I'm at the end of my rope and I don't know what to do

Please Someone help me??

Canadian citizen with current canadian passport and current I-94 in it. I've had my TN visa I-94 long before I even got married . passport exp 08/2011 tn visa exp 10/2012

Married to US citizen and marriage certificate states my new last name as husbands last name

All of my identification currently has my maiden name because no one will help me start the process. 

Social Security Office will NOT channge my name because they require a drivers license, or employee ID, or passport with my married name printed on it.

DMV, Passport Canada, or my employer will NOT change my name unless they see it printed on my social security card. please refer to above.

Green card forms also ask for identification. I'm guessing with my married name? since hat is what it says on the marriage certificate?

How do I go about this when there is absolutley no where to start? 

Also it turns out that on marriage certificate they put my maiden name as my "middle name" and husbands name as my last name.

Should I go to the county clerk's office and change it to the hyphenated last name that I wanted?
Someone at Passport Canada I spoke with stated that Canada "might" accept a municipal card like a library card with my married name on it at a form of ID. But looking on the library website, they require something printed in my married name as well. I can't win!! 

I need to renew my Canadian passport ASAP because i want to work on my green card application. 
Would it be easier to just keep my maiden name for now, and still have the marriage certificate state my last name as my husbands? I mean nobody else will change it for me regardless of what it says on the certificate anyways!

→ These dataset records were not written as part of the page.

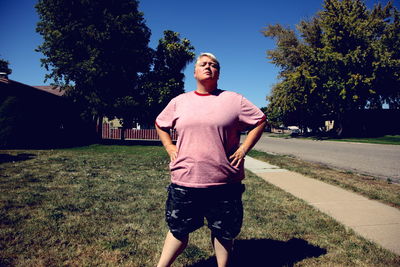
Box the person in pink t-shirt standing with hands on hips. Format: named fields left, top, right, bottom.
left=156, top=53, right=266, bottom=267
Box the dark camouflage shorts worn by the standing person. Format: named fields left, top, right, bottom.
left=165, top=184, right=245, bottom=240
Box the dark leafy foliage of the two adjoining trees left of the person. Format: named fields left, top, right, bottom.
left=36, top=0, right=193, bottom=130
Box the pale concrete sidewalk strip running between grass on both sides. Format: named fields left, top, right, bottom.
left=245, top=156, right=400, bottom=255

Someone please help me??? I have a huge headache!
Or at least please tell me that I'm not the only one going thru this, 
Thank you in advance


----------



## MarylandNed (May 11, 2010)

Print this out:

Change name on a Social Security card

Then go back to the Social Security office and ask to see a supervisor - or go to a different office. Your marriage certificate and old ID should be enough to obtain a new Social Security card with your new name.


----------